My report cards are there as well, and at the bottom of each one, a teacher wrote, “she is too quiet and shy.”
Every. Single. One.
I grew up thinking of myself as a last row, back of the class kind of girl. The one who listens and soaks everything in, but has little to say. The one who helps and fills vacancies and works behind the scenes. Definitely not a leader. So much so, I’ve even argued with mentors over that fact.
To me, leaders were talkative and always had people listening to what they had to say. They told others what to do. They were assertive and loud. They pointed out problems and came up with solutions to those problems. They always knew what to say and what to do.
In adulthood, I’ve come to see that leadership is far different than my childhood perspective. A leader isn’t only those who run for student council.

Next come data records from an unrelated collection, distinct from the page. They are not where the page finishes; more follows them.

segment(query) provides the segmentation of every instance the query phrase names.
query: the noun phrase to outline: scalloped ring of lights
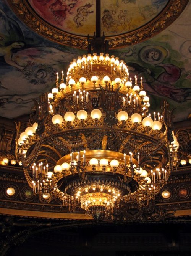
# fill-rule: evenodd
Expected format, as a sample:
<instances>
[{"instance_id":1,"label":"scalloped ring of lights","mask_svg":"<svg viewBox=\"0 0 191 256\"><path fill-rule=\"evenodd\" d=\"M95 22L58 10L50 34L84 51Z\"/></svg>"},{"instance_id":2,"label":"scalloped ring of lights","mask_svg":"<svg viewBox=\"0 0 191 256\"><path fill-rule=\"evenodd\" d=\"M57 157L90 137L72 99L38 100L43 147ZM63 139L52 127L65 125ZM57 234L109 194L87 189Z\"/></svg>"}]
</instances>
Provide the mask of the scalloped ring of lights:
<instances>
[{"instance_id":1,"label":"scalloped ring of lights","mask_svg":"<svg viewBox=\"0 0 191 256\"><path fill-rule=\"evenodd\" d=\"M142 78L129 78L124 62L108 54L79 57L59 81L57 73L55 88L42 95L36 117L18 138L34 194L93 215L111 214L122 201L149 203L177 164L168 103L162 114L150 113ZM47 155L37 164L45 145L62 151L56 164Z\"/></svg>"}]
</instances>

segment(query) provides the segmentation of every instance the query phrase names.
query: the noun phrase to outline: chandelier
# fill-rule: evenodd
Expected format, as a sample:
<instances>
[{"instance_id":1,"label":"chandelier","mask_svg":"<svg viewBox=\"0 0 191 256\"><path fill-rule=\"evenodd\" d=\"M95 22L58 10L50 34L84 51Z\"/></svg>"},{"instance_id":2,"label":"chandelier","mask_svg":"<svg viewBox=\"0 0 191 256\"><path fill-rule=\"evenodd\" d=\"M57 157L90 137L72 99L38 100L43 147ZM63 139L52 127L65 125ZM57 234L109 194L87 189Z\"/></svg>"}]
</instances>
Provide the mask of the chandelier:
<instances>
[{"instance_id":1,"label":"chandelier","mask_svg":"<svg viewBox=\"0 0 191 256\"><path fill-rule=\"evenodd\" d=\"M18 157L40 201L97 218L121 202L146 207L154 199L177 164L178 143L167 102L149 112L143 80L103 53L73 59L65 79L57 74L25 131L18 127Z\"/></svg>"}]
</instances>

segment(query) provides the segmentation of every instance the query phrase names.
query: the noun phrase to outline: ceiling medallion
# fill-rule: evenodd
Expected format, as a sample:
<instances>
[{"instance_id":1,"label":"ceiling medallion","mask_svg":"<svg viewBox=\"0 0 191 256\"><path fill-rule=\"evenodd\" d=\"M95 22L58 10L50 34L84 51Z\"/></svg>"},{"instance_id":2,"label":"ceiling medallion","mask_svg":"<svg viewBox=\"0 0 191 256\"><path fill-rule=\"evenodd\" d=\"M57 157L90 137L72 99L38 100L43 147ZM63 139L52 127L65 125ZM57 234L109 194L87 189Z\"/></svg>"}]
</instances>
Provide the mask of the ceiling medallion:
<instances>
[{"instance_id":1,"label":"ceiling medallion","mask_svg":"<svg viewBox=\"0 0 191 256\"><path fill-rule=\"evenodd\" d=\"M90 4L83 3L83 1L81 3L81 1L79 3L79 7L76 3L70 2L68 3L67 5L66 4L61 4L61 1L49 3L49 1L46 1L8 0L8 2L16 15L30 28L40 35L56 43L76 48L86 48L88 44L86 35L87 31L89 31L90 33L93 34L93 31L95 31L94 26L89 27L89 24L95 24L96 15L95 14L95 2L93 2ZM129 15L128 15L128 11L124 10L124 7L121 6L120 13L116 13L117 8L116 8L117 11L112 12L112 10L106 8L108 7L107 1L105 2L102 2L103 5L101 6L102 16L100 17L101 30L102 32L105 32L106 39L108 40L110 48L115 48L140 43L155 35L166 28L179 16L188 1L170 0L167 1L167 3L163 1L164 6L161 10L159 9L160 5L153 6L152 8L150 7L150 11L147 9L149 7L141 6L138 8L137 6L138 10L141 8L141 10L139 11L139 13L142 15L139 18L141 23L137 18L136 23L135 25L131 24L131 27L130 26L130 23L133 23L133 17L130 19ZM135 4L136 3L135 1L134 3ZM72 4L73 5L71 5ZM125 4L121 3L120 4ZM125 7L126 5L127 10L130 8L131 4L128 5L126 3ZM59 7L58 9L58 7ZM134 7L133 7L134 9ZM84 9L83 13L84 15L84 13L86 15L84 17L83 16L83 19L81 20L79 19L81 17L80 11L82 12L81 8L84 8L83 10ZM47 12L44 13L43 9L45 8L47 9ZM154 15L152 12L151 13L151 10L153 11L155 8L158 10L158 12L155 10ZM124 12L125 11L126 13ZM149 13L148 16L147 12ZM133 12L131 12L133 13ZM51 13L50 14L49 13ZM120 15L121 16L123 14L123 15L121 17ZM70 16L71 18L70 18ZM134 17L134 21L136 20L136 15ZM151 20L147 19L149 17ZM91 20L89 20L91 18ZM116 18L118 20L117 22L115 21ZM142 24L141 21L142 20L145 20L145 21L144 23ZM64 26L62 27L61 26L62 24L67 24L67 23L68 26L66 28ZM87 28L84 25L85 23L86 26L87 26ZM79 31L79 30L81 30ZM84 33L85 34L84 34Z\"/></svg>"},{"instance_id":2,"label":"ceiling medallion","mask_svg":"<svg viewBox=\"0 0 191 256\"><path fill-rule=\"evenodd\" d=\"M149 113L144 79L128 77L118 57L79 56L36 102L25 131L18 126L17 160L42 201L97 220L124 203L147 207L166 183L178 147L171 112L165 102Z\"/></svg>"}]
</instances>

Leadership isn’t about a position of power and authority. A leader isn’t about being loud and in charge.
The Bible shows us that a leader is a servant. It is someone who wants to reflect her Savior and desires that others do the same. She seeks to walk alongside others and show them Jesus. She doesn’t care about having a particular position, being known, or having followers. She wants to serve as Jesus served her.

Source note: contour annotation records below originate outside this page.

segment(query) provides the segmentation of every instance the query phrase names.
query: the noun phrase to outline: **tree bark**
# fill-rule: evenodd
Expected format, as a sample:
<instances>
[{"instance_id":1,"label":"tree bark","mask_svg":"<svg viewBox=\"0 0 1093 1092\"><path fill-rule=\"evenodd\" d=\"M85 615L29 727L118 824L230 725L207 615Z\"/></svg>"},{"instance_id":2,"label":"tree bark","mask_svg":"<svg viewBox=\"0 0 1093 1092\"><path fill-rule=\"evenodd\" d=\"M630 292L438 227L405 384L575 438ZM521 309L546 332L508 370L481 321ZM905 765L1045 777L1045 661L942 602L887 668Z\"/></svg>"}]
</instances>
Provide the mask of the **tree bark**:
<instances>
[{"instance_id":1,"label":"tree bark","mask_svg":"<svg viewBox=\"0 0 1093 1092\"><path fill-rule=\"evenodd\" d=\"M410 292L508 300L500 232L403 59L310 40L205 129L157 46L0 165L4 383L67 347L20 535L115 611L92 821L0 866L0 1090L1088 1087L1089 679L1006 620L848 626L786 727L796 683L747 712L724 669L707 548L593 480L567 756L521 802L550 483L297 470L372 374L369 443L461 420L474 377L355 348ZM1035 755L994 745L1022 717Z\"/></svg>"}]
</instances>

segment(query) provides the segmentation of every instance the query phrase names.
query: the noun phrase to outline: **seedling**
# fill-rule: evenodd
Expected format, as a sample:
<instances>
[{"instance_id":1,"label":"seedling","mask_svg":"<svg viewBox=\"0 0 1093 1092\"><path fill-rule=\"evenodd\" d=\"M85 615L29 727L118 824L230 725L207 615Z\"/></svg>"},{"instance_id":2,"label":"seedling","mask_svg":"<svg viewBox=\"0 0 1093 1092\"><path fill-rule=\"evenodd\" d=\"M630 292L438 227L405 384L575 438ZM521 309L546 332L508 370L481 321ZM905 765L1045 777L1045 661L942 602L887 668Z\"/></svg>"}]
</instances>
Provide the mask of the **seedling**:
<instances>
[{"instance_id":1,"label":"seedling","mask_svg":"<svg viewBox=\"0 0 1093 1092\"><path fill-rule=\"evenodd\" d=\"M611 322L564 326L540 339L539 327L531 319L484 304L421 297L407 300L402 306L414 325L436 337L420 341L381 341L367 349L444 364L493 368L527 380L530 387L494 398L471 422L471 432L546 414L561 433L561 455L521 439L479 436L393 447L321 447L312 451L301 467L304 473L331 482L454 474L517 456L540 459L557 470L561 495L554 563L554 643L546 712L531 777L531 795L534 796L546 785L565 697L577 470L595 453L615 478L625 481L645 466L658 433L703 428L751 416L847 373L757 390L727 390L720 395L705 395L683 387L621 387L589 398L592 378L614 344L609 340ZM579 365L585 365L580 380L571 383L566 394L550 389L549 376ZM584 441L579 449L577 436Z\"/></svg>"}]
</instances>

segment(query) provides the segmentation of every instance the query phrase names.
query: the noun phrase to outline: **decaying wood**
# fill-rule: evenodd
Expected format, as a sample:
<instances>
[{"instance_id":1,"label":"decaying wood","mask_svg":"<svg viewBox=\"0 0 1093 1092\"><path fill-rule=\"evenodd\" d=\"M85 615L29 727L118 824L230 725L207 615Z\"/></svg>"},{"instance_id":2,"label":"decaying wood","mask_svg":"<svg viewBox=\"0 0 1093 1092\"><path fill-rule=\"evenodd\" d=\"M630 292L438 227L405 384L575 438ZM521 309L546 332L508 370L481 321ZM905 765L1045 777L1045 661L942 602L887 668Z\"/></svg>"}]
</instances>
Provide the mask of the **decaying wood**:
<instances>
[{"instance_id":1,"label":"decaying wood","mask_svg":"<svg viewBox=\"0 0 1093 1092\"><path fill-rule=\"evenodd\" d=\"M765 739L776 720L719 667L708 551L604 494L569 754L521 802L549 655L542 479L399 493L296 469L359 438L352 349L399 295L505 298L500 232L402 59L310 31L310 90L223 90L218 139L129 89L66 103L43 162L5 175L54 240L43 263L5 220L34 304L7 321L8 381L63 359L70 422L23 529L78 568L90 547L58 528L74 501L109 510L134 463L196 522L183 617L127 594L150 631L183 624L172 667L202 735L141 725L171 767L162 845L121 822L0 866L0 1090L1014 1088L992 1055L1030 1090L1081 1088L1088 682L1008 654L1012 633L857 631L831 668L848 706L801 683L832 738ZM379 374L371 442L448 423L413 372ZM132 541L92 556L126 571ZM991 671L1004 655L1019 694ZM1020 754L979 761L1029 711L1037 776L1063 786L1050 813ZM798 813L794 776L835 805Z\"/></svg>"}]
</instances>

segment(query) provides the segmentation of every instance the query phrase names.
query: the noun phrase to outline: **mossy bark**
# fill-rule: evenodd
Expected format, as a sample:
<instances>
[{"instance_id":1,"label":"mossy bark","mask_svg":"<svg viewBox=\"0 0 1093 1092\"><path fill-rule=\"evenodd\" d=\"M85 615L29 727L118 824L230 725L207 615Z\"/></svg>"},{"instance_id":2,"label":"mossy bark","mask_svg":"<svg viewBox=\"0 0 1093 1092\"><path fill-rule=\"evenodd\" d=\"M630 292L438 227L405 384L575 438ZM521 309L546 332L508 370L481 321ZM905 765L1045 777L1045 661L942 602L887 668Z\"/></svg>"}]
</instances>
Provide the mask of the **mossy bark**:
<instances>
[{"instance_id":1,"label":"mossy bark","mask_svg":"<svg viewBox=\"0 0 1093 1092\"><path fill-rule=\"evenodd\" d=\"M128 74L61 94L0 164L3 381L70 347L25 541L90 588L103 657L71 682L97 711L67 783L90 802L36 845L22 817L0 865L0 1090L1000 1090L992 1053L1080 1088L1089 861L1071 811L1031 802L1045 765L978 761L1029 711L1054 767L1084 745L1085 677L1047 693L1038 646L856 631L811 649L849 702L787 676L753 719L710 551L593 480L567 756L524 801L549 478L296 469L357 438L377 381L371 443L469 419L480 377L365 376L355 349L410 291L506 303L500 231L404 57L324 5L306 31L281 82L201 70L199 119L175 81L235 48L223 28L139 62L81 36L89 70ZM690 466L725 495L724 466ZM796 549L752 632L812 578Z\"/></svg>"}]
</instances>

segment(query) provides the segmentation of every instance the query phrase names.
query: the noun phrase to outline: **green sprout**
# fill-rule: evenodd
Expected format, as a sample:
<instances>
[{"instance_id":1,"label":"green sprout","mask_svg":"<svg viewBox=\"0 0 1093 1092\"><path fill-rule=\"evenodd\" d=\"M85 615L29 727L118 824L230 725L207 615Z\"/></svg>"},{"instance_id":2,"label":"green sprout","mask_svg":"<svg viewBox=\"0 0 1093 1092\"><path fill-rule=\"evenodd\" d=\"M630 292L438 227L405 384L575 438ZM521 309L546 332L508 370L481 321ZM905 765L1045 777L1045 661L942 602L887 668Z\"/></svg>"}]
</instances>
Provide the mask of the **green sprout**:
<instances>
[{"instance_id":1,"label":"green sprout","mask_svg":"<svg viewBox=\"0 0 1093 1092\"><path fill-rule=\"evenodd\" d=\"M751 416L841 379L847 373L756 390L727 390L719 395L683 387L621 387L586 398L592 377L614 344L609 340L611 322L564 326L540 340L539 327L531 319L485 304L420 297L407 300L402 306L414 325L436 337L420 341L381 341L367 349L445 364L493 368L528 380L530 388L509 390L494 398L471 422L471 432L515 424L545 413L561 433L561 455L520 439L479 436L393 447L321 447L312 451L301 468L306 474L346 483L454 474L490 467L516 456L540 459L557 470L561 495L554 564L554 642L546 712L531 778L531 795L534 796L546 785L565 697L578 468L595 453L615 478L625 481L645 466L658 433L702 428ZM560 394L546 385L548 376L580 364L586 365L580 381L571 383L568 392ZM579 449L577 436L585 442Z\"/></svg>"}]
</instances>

The authors point out that one characteristic of a life-giving leader is the importance of dying to self. “We must die to live and we must die to lead. Death is painful and scary, but death is necessary for life—His life—to be formed in us. Life-giving leaders know they are nothing more than a tiny grain of wheat, called to a unique place of dirt where they are to die” (p. 21).

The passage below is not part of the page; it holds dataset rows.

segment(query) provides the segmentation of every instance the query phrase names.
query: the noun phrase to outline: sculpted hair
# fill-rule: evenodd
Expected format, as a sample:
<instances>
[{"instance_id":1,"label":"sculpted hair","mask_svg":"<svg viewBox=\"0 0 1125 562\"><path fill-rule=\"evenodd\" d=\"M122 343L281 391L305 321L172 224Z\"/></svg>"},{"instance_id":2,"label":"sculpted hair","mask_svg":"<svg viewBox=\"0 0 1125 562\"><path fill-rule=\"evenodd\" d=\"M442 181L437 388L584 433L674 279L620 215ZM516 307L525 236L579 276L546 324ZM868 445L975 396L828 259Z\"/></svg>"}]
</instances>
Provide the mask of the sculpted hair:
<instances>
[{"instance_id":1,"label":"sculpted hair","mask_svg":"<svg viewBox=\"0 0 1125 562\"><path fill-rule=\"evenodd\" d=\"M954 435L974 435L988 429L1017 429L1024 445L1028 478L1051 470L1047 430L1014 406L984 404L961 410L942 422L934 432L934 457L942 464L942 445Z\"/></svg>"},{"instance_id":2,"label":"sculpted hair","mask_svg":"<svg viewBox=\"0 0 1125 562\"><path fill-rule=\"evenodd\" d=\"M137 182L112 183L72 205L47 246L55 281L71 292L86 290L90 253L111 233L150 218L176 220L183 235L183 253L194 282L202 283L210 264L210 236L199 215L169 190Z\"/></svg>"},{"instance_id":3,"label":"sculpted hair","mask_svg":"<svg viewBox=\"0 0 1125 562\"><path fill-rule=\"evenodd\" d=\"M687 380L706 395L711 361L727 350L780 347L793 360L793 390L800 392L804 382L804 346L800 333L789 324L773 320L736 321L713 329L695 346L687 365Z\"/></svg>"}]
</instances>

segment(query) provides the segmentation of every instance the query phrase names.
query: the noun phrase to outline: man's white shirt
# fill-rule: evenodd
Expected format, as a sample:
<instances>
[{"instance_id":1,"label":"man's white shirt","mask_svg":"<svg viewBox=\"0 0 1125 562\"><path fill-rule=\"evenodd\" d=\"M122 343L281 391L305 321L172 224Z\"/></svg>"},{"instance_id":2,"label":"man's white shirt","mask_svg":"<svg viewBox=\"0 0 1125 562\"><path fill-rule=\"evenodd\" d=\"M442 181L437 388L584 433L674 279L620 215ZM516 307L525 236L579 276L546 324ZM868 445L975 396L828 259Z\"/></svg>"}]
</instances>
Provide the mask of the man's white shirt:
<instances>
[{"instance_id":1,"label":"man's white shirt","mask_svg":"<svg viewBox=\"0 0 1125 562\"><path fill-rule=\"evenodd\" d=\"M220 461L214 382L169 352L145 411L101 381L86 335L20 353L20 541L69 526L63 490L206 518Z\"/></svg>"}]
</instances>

I’ve been focusing on this passage as I prepare for the leadership conference, considering what places in my life need to die in order for new life to grow:
“Truly, truly, I say to you, unless a grain of wheat falls into the earth and dies, it remains alone; but if it dies, it bears much fruit. Whoever loves his life loses it, and whoever hates his life in this world will keep it for eternal life. If anyone serves me, he must follow me; and where I am, there will my servant be also. If anyone serves me, the Father will honor him” (John 12:24-26).
Our Savior walked the path of life-giving leadership before us and calls us to follow in his steps. He set aside the glories of heaven to take on human flesh. He walked and lived among us in this broken and sinful world. He dined with outcasts and healed the forgotten. Though perfect and holy in every way, he lowered himself to wash his disciple’s feet. He taught and discipled and shepherded the lost. He was compassionate, gentle, and forbearing. While everyone expected him overthrow the powerful Roman government, he overthrew the power of sin instead. The One who was there at creation, who owns all things, was crucified outside the city gates as a common criminal. His death brought life to all who believe.
I’m thankful that leadership is more than what I thought it was as a child. Even more, I’m thankful for mentors who encourage and equip me in my own leadership, who set Christ-like examples for me. And I’m thankful for the Spirit who uses this ordinary cracked vessel to display his glory, in spite of my weaknesses. He enables me to do things I never thought I was capable of. To him be the glory!